Friday, October 30, 2009

United in a common cause

We learn from diverse sources that the Luftwaffe is to join the RAF in a fly-past over London next year to celebrate the 70th anniversary of the Battle of Britain. The symbolism is of rapprochement but it should not escape notice that, with the constitutional Lisbon treaty in force, there is a deeper symbolism.

The Luftwaffe, flying free rein in our skies, will be a fitting and timely reminder that Germany has finally achieved, through the European Union, that which it was unable to achieve through force of arms – the subjugation of Great Britain.

The RAF may fly alongside, but the national symbol of the roundel which graced WWII aircraft will be meaningless. We will no longer be an independent state – not that we have been for some time, but the current treaty is the coup de grace.

Of course this sounds terribly melodramatic, and I have never been one for Nazi conspiracy plots as the genesis of the EU. The fact is that Germany too ceases to become an independent state, alongside the other 26 nations of the EU, including ourselves. Formally, we become provinces of the Greater European Empire, our capital in Brussels, our supreme court in Luxembourg and our peripatetic parliament dining variously in Brussels and Strasbourg.

By then, we will have a new provincial governor, a man by the name of David Cameron. He will be allowed to keep the title of prime minister, although his true role is that of a member of the European Council, presided over by the new Emperor of Europe, to whom he will be responsible, de jure as part of the UK's treaty "obligations".

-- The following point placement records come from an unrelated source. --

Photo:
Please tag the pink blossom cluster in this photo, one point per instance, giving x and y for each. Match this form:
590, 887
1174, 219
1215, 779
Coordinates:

He may occasionally report to the toothless, neutered Westminster parliament, stuffed with "Cameron's cuties", but only in the manner of a provincial governor keeping the vassals informed of the diktats of his masters.

And, by this account, Mr Cameron will be perfectly happy with his own subordinate status. Mary Ellen Syon, in her own blog, remarks that "David Cameron's position on the Lisbon Treaty has just moved from the deceitful and ambiguous to the dishonest and contemptible."

With the Czech president ready to sign the thing, she writes, Cameron has been forced to say more than just "we will not let matters rest" if the treaty is in force when and if he becomes prime minister. And what he is now saying, in effect, is that he will not have his government do anything to change the effects of the treaty on Britain.

His line, Syon adds, is not that the Tories will promise to pass a law giving a "referendum guarantee" on all future transfers of power to Brussels. There are about three big things wrong with that statement, she says, but start with number one: it implies that the transfers of powers to Brussels in the Lisbon Treaty and early treaties should therefore stand. All Cameron is now saying is that he will stop any more shifting.

In truth, we never expected anything else from Cameron. It was always on the cards that he would sell us out, just as has every prime minister from Heath onwards – over 40 years of continuous betrayal.

So, next year, as we gaze into the skies – or peer at the idiot's lantern in the corner of the room – and see the Luftwaffe in flight over London again, we can reflect that we have all been betrayed, the peoples of Germany as much as the peoples of Great Britain.

We need to see the Luftwaffe and the RAF united in a common cause, turning their guns on our masters in Brussels, Whitehall and Berlin. They are our enemies now.